Netanyahu’s criticism was thought to be directed at Secretary of State Hillary Clinton’s statement that the United States would not set deadlines for military action against Iran. President Barack Obama called Netan­yahu after his critical news conference earlier this month, and the leaders spoke for more than hour, reportedly discussing their misunderstandings and Iran.

Halutz framed Iran’s threat as one uncertainty among many. For example, the election of Egyptian President Mohammed Morsi of the Muslim Brotherhood has led some to wonder whether the country will break its four-dec­ades-long peace agreement with Israel.
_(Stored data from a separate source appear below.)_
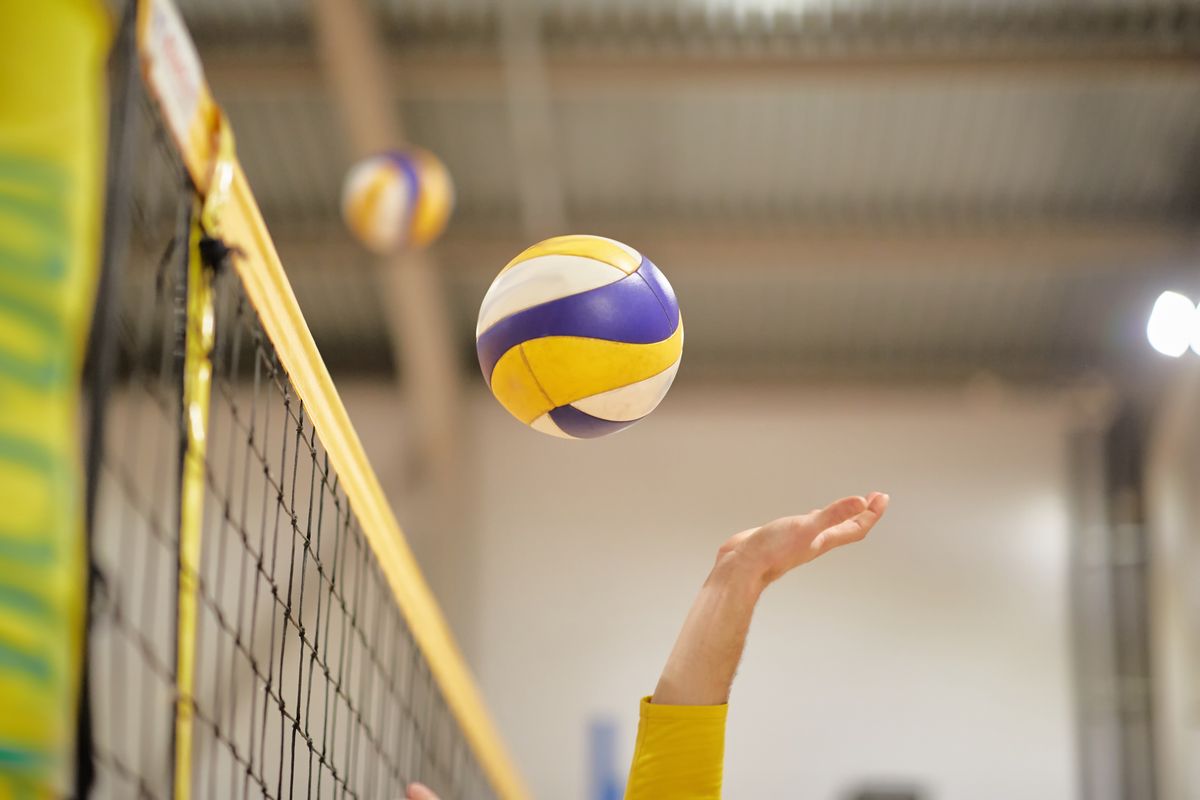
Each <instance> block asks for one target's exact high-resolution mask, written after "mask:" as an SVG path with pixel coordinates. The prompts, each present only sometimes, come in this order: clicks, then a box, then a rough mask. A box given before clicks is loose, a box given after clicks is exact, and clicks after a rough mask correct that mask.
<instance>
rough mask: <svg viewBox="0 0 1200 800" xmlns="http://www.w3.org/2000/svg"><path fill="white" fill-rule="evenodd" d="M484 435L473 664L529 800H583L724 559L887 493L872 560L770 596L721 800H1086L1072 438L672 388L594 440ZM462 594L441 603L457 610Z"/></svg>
mask: <svg viewBox="0 0 1200 800" xmlns="http://www.w3.org/2000/svg"><path fill="white" fill-rule="evenodd" d="M473 408H474V416H475V427H476V429H478V433H479V444H478V446H479V453H478V458H479V468H478V470H476V475H475V477H476V479H478V481H479V493H480V495H479V505H478V511H479V515H478V516H479V518H478V530H476V534H475V535H476V536H478V537H479V539H478V541H479V546H480V548H481V549H480V553H479V567H478V569H479V573H478V575H479V583H478V585H475V587H473V588H472V590H473V591H474V593H475V594H476V599H478V603H479V616H478V625H476V630H478V634H479V638H478V640H476V642H475V643H474V644H472V645H469V646H468V649H469V650H470V651H472V652H474V654H475V661H476V668H478V670H479V674H480V679H481V682H482V686H484V690H485V693H486V696H487V697H488V698H490V702H491V705H492V709H493V711H494V712H496V715H497V716H498V720H499V723H500V726H502V728H503V729H504V732H505V733H506V735H508V738H509V741H510V745H511V746H512V748H514V750H515V753H516V757H517V759H518V760H520V763H521V766H522V768H523V770H524V772H526V775H527V776H528V778H529V780H530V782H532V784H533V788H534V790H535V793H536V796H539V798H544V799H547V800H572V799H576V798H578V799H583V798H586V796H587V788H586V787H587V783H586V763H587V762H586V758H587V754H586V748H587V742H586V724H587V722H588V721H589V720H592V718H594V717H595V716H598V715H601V716H612V717H616V718H618V720H619V721H620V739H622V747H620V759H622V769H624V768H625V765H626V764H628V760H626V759H628V756H629V753H630V752H631V746H632V738H634V733H635V724H636V712H637V699H638V697H640V696H642V694H646V693H649V692H650V691H652V690H653V686H654V682H655V679H656V676H658V672H659V669H660V667H661V664H662V661H664V660H665V657H666V654H667V651H668V649H670V645H671V643H672V640H673V637H674V633H676V630H677V627H678V625H679V622H680V621H682V619H683V615H684V613H685V609H686V607H688V604H689V602H690V600H691V596H692V594H694V591H695V589H696V588H697V587H698V584H700V582H701V581H702V579H703V577H704V575H706V572H707V570H708V567H709V565H710V561H712V557H713V554H714V552H715V548H716V546H718V545H719V542H720V541H721V540H722V539H724V537H725V536H727V535H728V534H731V533H733V531H736V530H739V529H742V528H745V527H748V525H751V524H756V523H760V522H763V521H766V519H769V518H773V517H775V516H779V515H785V513H790V512H798V511H806V510H808V509H809V507H811V506H814V505H818V504H822V503H824V501H827V500H830V499H834V498H836V497H841V495H845V494H851V493H865V492H869V491H871V489H881V491H887V492H889V493H890V494H892V497H893V510H892V511H890V512H889V515H888V518H887V521H886V522H884V523H883V524H882V525H881V528H880V529H878V531H877V533H876V534H874V535H872V537H871V539H870V540H869V541H868V543H866V545H864V546H860V547H857V548H853V549H848V551H844V552H839V553H836V554H834V555H830V557H828V558H826V559H822V560H821V561H818V563H816V564H814V565H810V566H808V567H804V569H803V570H802V571H800V572H799V573H797V575H792V576H788V578H787V579H786V581H785V582H782V583H780V584H778V585H776V587H774V588H773V589H772V590H770V591H769V593H768V594H767V596H766V599H764V601H763V603H762V606H761V608H760V613H758V615H757V618H756V620H755V625H754V628H752V631H751V634H750V643H749V648H748V651H746V655H745V660H744V662H743V666H742V670H740V674H739V676H738V681H737V686H736V688H734V693H733V702H732V708H731V716H730V727H728V757H727V772H726V775H727V778H726V795H727V796H730V798H736V799H744V798H755V799H764V798H816V799H826V798H830V799H832V798H838V796H841V794H842V793H844V792H846V790H847V789H848V788H851V787H852V786H853V784H856V783H857V782H859V781H862V780H866V778H871V780H874V778H881V780H882V778H899V780H910V781H913V782H916V783H919V784H920V786H923V787H925V788H926V790H928V793H929V794H928V796H929V798H930V799H936V800H955V799H962V800H988V799H990V798H995V799H997V800H1001V799H1003V800H1012V799H1014V798H1021V799H1022V800H1039V799H1045V800H1060V799H1064V798H1072V796H1074V795H1075V792H1076V788H1075V783H1076V781H1075V770H1076V764H1075V752H1074V740H1073V738H1074V720H1073V716H1072V715H1073V711H1072V687H1070V681H1069V674H1070V663H1069V652H1068V642H1069V636H1068V630H1067V620H1068V614H1067V603H1068V596H1067V545H1068V522H1069V521H1068V515H1067V507H1068V498H1067V475H1066V469H1067V467H1066V437H1064V432H1066V431H1067V429H1068V421H1067V417H1068V415H1067V414H1066V413H1064V411H1063V409H1062V408H1061V407H1060V405H1058V404H1056V403H1052V402H1032V401H1028V402H1016V403H1012V402H1007V403H1002V404H1000V405H996V404H991V405H988V407H979V405H978V404H972V403H968V402H967V401H966V399H965V398H964V396H961V395H958V393H950V392H947V393H930V392H925V393H914V392H889V393H884V392H880V391H865V390H864V391H862V392H852V393H845V395H826V396H811V395H805V393H803V392H798V391H782V390H776V391H754V392H751V391H744V392H732V391H712V392H709V391H694V392H685V391H683V390H677V391H676V392H674V393H673V395H672V396H671V397H668V398H667V401H666V403H665V404H664V407H662V408H661V409H659V411H656V413H655V415H654V416H653V417H652V419H650V420H648V421H647V422H643V423H641V425H640V426H637V427H635V428H632V429H631V431H629V432H625V433H623V434H620V435H617V437H613V438H611V439H607V440H602V441H593V443H566V441H559V440H553V439H550V438H547V437H542V435H538V434H534V433H532V432H529V431H524V429H522V428H521V427H520V426H518V425H517V423H515V422H512V421H511V420H509V419H506V415H505V413H504V411H503V410H502V409H500V408H499V407H498V405H497V404H496V403H494V402H493V401H491V398H486V397H479V398H476V402H475V404H474V407H473ZM451 591H452V590H451Z"/></svg>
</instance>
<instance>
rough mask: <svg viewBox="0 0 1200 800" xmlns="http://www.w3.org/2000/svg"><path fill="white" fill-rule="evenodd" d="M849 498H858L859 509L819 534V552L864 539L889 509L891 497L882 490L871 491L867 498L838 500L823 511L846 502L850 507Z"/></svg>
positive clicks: (816, 541) (826, 528)
mask: <svg viewBox="0 0 1200 800" xmlns="http://www.w3.org/2000/svg"><path fill="white" fill-rule="evenodd" d="M848 500H858V501H859V504H860V505H859V510H858V511H857V512H854V513H852V515H847V516H844V517H842V518H841V519H840V521H838V522H836V523H834V524H832V525H829V527H828V528H826V529H824V530H823V531H821V533H820V534H818V535H817V537H816V540H815V541H814V545H815V546H816V548H817V551H818V552H821V553H824V552H826V551H830V549H833V548H835V547H841V546H842V545H850V543H852V542H859V541H862V540H863V539H864V537H865V536H866V534H869V533H870V531H871V528H874V527H875V523H877V522H878V521H880V517H882V516H883V512H884V511H887V509H888V501H889V500H890V498H888V495H887V494H883V493H882V492H871V494H869V495H868V497H866V499H865V500H864V499H863V498H846V499H845V500H838V503H834V504H833V505H830V506H829V507H827V509H824V510H823V511H822V513H824V512H826V511H829V509H833V507H834V506H838V505H840V504H844V503H845V504H847V505H846V507H850V505H851V504H848V503H847V501H848Z"/></svg>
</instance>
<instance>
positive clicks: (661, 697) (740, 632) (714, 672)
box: [650, 552, 764, 705]
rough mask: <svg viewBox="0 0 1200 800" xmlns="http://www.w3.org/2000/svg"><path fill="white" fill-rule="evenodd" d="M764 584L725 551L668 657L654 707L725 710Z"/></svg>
mask: <svg viewBox="0 0 1200 800" xmlns="http://www.w3.org/2000/svg"><path fill="white" fill-rule="evenodd" d="M763 585H764V582H763V579H762V576H761V572H760V571H758V570H756V569H752V567H751V566H750V565H749V564H746V563H745V559H740V558H739V557H738V554H736V553H731V552H722V553H721V554H720V555H719V557H718V560H716V564H715V565H714V567H713V571H712V572H709V575H708V578H707V579H706V581H704V585H703V587H701V590H700V593H698V594H697V595H696V600H695V602H694V603H692V606H691V610H689V613H688V618H686V620H684V624H683V628H682V630H680V631H679V637H678V639H676V643H674V646H673V648H672V650H671V655H670V657H668V658H667V663H666V667H665V668H664V669H662V675H661V676H660V678H659V685H658V687H656V688H655V690H654V697H653V698H652V700H650V702H652V703H655V704H661V705H721V704H724V703H726V702H728V699H730V687H731V686H732V685H733V676H734V674H736V673H737V669H738V662H740V660H742V651H743V649H744V648H745V640H746V632H748V631H749V630H750V618H751V616H752V615H754V608H755V604H756V603H757V602H758V596H760V595H761V594H762V589H763Z"/></svg>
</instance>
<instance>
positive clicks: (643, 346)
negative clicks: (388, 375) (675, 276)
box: [475, 235, 683, 439]
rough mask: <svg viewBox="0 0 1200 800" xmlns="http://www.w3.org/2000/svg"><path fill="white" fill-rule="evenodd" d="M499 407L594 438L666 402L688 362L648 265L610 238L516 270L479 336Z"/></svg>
mask: <svg viewBox="0 0 1200 800" xmlns="http://www.w3.org/2000/svg"><path fill="white" fill-rule="evenodd" d="M475 350H476V353H478V354H479V366H480V367H481V368H482V371H484V378H485V379H486V380H487V385H488V386H490V387H491V390H492V393H493V395H494V396H496V399H498V401H499V402H500V405H503V407H504V408H505V409H508V410H509V413H510V414H512V416H515V417H517V419H518V420H521V421H522V422H524V423H526V425H528V426H530V427H532V428H534V429H535V431H541V432H542V433H547V434H551V435H556V437H562V438H564V439H594V438H598V437H604V435H607V434H610V433H616V432H617V431H620V429H623V428H628V427H629V426H631V425H634V423H635V422H637V421H638V420H641V419H642V417H644V416H646V415H647V414H649V413H650V411H653V410H654V409H655V407H658V404H659V403H660V402H661V401H662V398H664V397H665V396H666V393H667V390H668V389H670V387H671V381H672V380H674V375H676V372H677V371H678V369H679V359H680V356H682V354H683V318H682V317H680V314H679V303H678V302H677V300H676V295H674V290H673V289H672V288H671V284H670V283H668V282H667V279H666V276H664V275H662V272H660V271H659V269H658V267H656V266H654V264H653V263H650V259H648V258H646V257H644V255H642V254H641V253H638V252H637V251H636V249H634V248H632V247H629V246H628V245H623V243H620V242H618V241H613V240H612V239H605V237H602V236H584V235H576V236H556V237H554V239H547V240H546V241H542V242H539V243H536V245H534V246H533V247H530V248H528V249H526V251H524V252H523V253H521V254H520V255H517V257H516V258H514V259H512V260H511V261H509V264H508V266H505V267H504V269H503V270H502V271H500V273H499V275H498V276H497V277H496V279H494V281H493V282H492V287H491V288H490V289H488V290H487V294H486V295H485V296H484V302H482V306H481V307H480V309H479V325H478V326H476V329H475Z"/></svg>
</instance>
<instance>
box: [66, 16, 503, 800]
mask: <svg viewBox="0 0 1200 800" xmlns="http://www.w3.org/2000/svg"><path fill="white" fill-rule="evenodd" d="M122 34H124V43H122V41H121V40H119V42H118V47H119V48H122V47H124V48H127V52H126V53H125V56H126V59H127V65H128V68H127V70H124V71H122V70H121V68H118V70H116V72H118V79H116V83H118V85H116V86H115V89H114V91H115V92H116V95H118V97H119V102H118V103H116V110H115V112H114V114H115V116H114V120H115V124H114V132H115V137H116V138H115V140H114V145H115V146H114V148H113V152H114V154H115V155H114V157H113V163H112V164H110V175H109V181H110V186H109V193H108V197H109V200H108V201H109V215H108V222H107V225H108V230H107V234H108V235H107V243H106V260H107V263H106V264H104V266H103V270H104V272H103V276H104V277H103V278H102V284H101V285H102V289H101V306H102V307H107V308H109V309H110V313H108V314H102V317H101V319H100V323H98V324H97V327H96V330H97V337H98V339H100V341H98V342H97V343H96V347H97V348H101V349H102V350H103V351H106V353H108V354H109V362H110V366H112V369H110V374H112V380H110V381H108V385H109V386H110V390H109V391H108V392H107V393H106V392H101V395H107V399H106V401H104V402H103V415H102V417H101V420H102V425H101V426H100V431H101V434H102V437H101V444H100V445H98V446H97V449H96V451H95V452H96V456H95V457H94V458H92V467H94V471H92V474H91V475H90V476H89V477H90V481H91V486H92V487H94V497H95V498H96V503H95V512H94V522H92V525H91V530H92V534H91V541H90V548H91V558H92V564H94V575H95V576H96V578H95V590H94V593H92V595H94V601H92V608H91V619H92V624H91V637H90V646H89V649H90V652H89V667H88V675H89V684H90V696H91V709H92V724H91V730H92V734H91V740H92V741H91V745H92V747H91V751H92V754H94V763H95V769H96V789H97V794H100V795H101V796H148V798H166V796H174V798H188V796H196V798H247V796H269V798H286V796H308V798H314V796H317V798H326V796H330V798H332V796H337V798H341V796H366V798H401V796H403V795H404V787H406V784H407V783H408V782H409V781H413V780H419V781H422V782H425V783H427V784H428V786H431V787H432V788H434V789H436V790H437V792H438V793H439V794H440V795H442V798H443V800H452V799H455V798H468V799H470V800H476V799H480V798H491V796H498V798H522V796H526V790H524V787H523V786H522V783H521V778H520V776H518V775H517V774H516V771H515V769H514V768H512V764H511V762H510V759H509V757H508V754H506V752H505V747H504V745H503V742H502V741H500V739H499V738H498V735H497V733H496V729H494V727H493V724H492V722H491V721H490V717H488V715H487V711H486V709H485V706H484V704H482V700H481V698H480V694H479V692H478V690H476V687H475V684H474V682H473V679H472V678H470V675H469V673H468V670H467V668H466V666H464V663H463V661H462V657H461V655H460V652H458V649H457V646H456V645H455V643H454V639H452V637H451V633H450V632H449V630H448V627H446V624H445V621H444V618H443V615H442V613H440V612H439V609H438V607H437V604H436V602H434V600H433V597H432V595H431V593H430V590H428V588H427V584H426V583H425V581H424V578H422V577H421V573H420V571H419V569H418V567H416V564H415V561H414V558H413V554H412V552H410V551H409V548H408V546H407V543H406V540H404V537H403V535H402V533H401V530H400V528H398V525H397V523H396V519H395V516H394V515H392V511H391V510H390V509H389V506H388V504H386V501H385V499H384V494H383V491H382V488H380V485H379V482H378V480H377V477H376V475H374V473H373V471H372V470H371V467H370V464H368V463H367V461H366V457H365V455H364V450H362V446H361V443H360V440H359V438H358V434H356V433H355V431H354V428H353V426H352V425H350V422H349V417H348V415H347V413H346V409H344V407H343V405H342V403H341V401H340V398H338V395H337V391H336V387H335V386H334V383H332V380H331V378H330V375H329V372H328V369H326V368H325V365H324V363H323V361H322V359H320V356H319V354H318V351H317V349H316V345H314V343H313V339H312V336H311V335H310V332H308V329H307V325H306V324H305V320H304V317H302V315H301V313H300V309H299V307H298V305H296V301H295V297H294V295H293V293H292V289H290V287H289V284H288V281H287V277H286V273H284V270H283V266H282V265H281V263H280V260H278V257H277V254H276V251H275V247H274V245H272V242H271V237H270V235H269V234H268V230H266V228H265V227H264V224H263V221H262V217H260V215H259V211H258V207H257V205H256V203H254V198H253V194H252V192H251V188H250V186H248V185H247V182H246V178H245V175H244V173H242V170H241V167H240V164H239V163H238V160H236V155H235V150H234V145H233V143H234V137H233V132H232V131H229V128H228V126H227V125H226V122H224V120H223V118H222V114H221V112H220V108H218V107H217V106H216V103H215V102H214V101H212V98H211V96H210V92H209V89H208V86H206V84H205V80H204V76H203V70H202V68H200V62H199V60H198V58H197V55H196V52H194V49H193V47H192V44H191V41H190V38H188V36H187V31H186V29H185V26H184V24H182V22H181V19H180V17H179V14H178V12H176V11H175V10H174V7H173V6H172V5H170V2H169V1H168V0H142V1H140V2H139V4H138V6H137V13H136V17H134V16H132V14H131V16H130V18H128V20H127V23H126V25H125V28H124V30H122ZM121 55H122V54H121V53H118V54H116V56H118V60H120V56H121ZM122 72H124V74H125V77H126V80H124V84H122V78H121V74H122ZM106 294H107V295H108V296H107V297H106ZM104 317H108V319H107V320H106V319H104ZM95 349H96V348H94V351H95ZM101 361H103V359H101Z"/></svg>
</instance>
Halutz said he hopes that the need “to take care of 80 million Egyptians and to feed them will be” the priority in Cairo.

Bruce Lipton, who attended the speech with his wife, said he sees Iranian President Mahmoud Ahmadinejad’s talk of destroying Israel and Iran’s nuclear project as an existential threat to Israel, rather than just an attempt by Iran to strengthen its position in the Middle East, as some have speculated.

Efforts to build a bomb “are for the potential to use it,” said Lipton, an American who made aliyah and served in the Israeli army during the first intifada in the 1980s before returning to the United States.

“I don’t want to give them that opportunity, but what do you do about it is a complex question.”